Using the 454 pyrosequencing technology, a one-quarter GS FLX titanium run resulted in 188,185 reads with an average length of 410 bases for P. notoginseng root. These reads were processed and assembled by 454 GS De Novo Assembler software into 30,852 unique sequences. A total of 70.2% of unique sequences were annotated by Basic Local Alignment Search Tool (BLAST) similarity searches against public sequence databases. The Kyoto Encyclopedia of Genes and Genomes (KEGG) assignment discovered 41 unique sequences representing 11 genes involved in triterpene saponin backbone biosynthesis in the 454-EST dataset. In particular, the transcript encoding dammarenediol synthase (DS), which is the first committed enzyme in the biosynthetic pathway of major triterpene saponins, is highly expressed in the root of four-year-old P. notoginseng. It is worth emphasizing that the candidate cytochrome P450 (Pn02132 and Pn00158) and UDP-glycosyltransferase (Pn00082) gene most likely to be involved in hydroxylation or glycosylation of aglycones for triterpene saponin biosynthesis were discovered from 174 cytochrome P450s and 242 glycosyltransferases by phylogenetic analysis, respectively. Putative transcription factors were detected in 906 unique sequences, including Myb, homeobox, WRKY, basic helix-loop-helix (bHLH), and other family proteins. Additionally, a total of 2,772 simple sequence repeat (SSR) were identified from 2,361 unique sequences, of which, di-nucleotide motifs were the most abundant motif.

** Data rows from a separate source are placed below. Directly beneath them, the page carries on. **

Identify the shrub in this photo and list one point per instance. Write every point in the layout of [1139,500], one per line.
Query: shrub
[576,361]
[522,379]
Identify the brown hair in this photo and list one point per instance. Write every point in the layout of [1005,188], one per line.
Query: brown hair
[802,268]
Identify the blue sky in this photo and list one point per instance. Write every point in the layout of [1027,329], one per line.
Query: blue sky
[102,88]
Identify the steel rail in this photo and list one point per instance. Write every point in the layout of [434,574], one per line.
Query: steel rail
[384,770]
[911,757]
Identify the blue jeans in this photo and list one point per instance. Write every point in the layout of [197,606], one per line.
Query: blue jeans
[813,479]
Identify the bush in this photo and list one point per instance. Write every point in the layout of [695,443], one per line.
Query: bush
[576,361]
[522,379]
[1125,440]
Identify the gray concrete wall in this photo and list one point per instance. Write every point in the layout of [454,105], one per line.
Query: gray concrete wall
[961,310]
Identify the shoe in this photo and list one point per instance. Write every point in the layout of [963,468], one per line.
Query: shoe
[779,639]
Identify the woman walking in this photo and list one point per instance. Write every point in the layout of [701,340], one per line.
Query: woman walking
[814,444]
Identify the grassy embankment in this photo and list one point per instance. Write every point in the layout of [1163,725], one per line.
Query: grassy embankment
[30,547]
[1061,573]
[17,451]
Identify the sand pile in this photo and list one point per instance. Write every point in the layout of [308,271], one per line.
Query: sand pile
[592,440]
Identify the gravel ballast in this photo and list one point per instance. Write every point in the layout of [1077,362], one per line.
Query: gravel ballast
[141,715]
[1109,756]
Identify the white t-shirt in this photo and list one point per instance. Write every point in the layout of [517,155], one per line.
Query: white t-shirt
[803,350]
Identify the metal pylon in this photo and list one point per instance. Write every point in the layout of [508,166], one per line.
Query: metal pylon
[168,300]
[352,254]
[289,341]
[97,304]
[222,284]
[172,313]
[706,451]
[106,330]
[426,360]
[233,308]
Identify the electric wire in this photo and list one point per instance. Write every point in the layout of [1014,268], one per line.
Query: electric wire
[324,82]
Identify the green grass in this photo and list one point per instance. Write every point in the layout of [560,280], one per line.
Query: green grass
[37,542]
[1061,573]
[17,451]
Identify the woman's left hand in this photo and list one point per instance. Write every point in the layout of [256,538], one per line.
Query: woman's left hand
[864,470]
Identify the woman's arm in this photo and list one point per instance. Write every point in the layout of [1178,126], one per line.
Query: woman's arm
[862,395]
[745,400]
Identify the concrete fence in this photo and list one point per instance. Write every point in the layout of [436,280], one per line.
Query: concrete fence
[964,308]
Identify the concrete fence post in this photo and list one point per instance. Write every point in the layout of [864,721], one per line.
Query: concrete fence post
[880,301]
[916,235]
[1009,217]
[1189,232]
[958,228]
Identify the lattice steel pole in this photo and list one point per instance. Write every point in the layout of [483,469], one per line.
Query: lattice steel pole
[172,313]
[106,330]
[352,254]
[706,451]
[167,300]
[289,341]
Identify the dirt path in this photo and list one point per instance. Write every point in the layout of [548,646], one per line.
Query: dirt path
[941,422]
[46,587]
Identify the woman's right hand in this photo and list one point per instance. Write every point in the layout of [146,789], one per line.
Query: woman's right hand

This study is the first to present a large-scale EST dataset for P. notoginseng root acquired by next-generation sequencing (NGS) technology. The candidate genes involved in triterpene saponin biosynthesis, including the putative CYP450s and UGTs, were obtained in this study. Additionally, the identification of SSRs provided plenty of genetic makers for molecular breeding and genetics applications in this species. These data will provide information on gene discovery, transcriptional regulation and marker-assisted selection for P. notoginseng. The dataset establishes an important foundation for the study with the purpose of ensuring adequate drug resources for this species.
三七(Panax notoginseng)是五加科的重要药用植物。三萜皂苷是三七中的生物活性成分。然而,关于这种植物的可用基因组信息是有限的。此外,在 Panax 属中三萜皂苷生物合成的详细信息在很大程度上尚不清楚。
使用 454 焦磷酸测序技术,一个四分之一的 GS FLX 钛运行产生了 188185 条平均长度为 410 个碱基的三七根的读段。这些读段通过 454 GS De Novo 组装软件进行处理和组装,形成 30852 个独特的序列。通过与公共序列数据库的基本局部比对搜索工具(BLAST)相似性搜索,对 70.2%的独特序列进行了注释。京都基因与基因组百科全书(KEGG)分配发现,454-EST 数据集中有 41 个独特序列代表 11 个基因参与三萜皂苷骨干生物合成。特别是,编码达玛烯二醇合酶(DS)的转录本在四年生三七根中高度表达,DS 是主要三萜皂苷生物合成途径中的第一个关键酶。值得强调的是,通过系统发育分析分别从 174 个细胞色素 P450 和 242 个糖基转移酶中发现了候选细胞色素 P450(Pn02132 和 Pn00158)和 UDP-糖基转移酶(Pn00082)基因,这些基因最有可能参与三萜皂苷生物合成中苷元的羟化或糖基化。在 906 个独特序列中检测到了假定的转录因子,包括 Myb、同源盒、WRKY、碱性螺旋-环-螺旋(bHLH)和其他家族蛋白。此外,从 2361 个独特序列中总共鉴定出 2772 个简单重复序列(SSR),其中二核苷酸基序是最丰富的基序。
本研究首次通过下一代测序(NGS)技术获得了大规模的三七根 EST 数据集。在本研究中获得了参与三萜皂苷生物合成的候选基因,包括假定的 CYP450s 和 UGTs。此外,SSR 的鉴定为该物种的分子育种和遗传学应用提供了大量的遗传标记。这些数据将为三七的基因发现、转录调控和标记辅助选择提供信息。该数据集为该物种的研究奠定了重要基础,旨在确保该物种有足够的药物资源。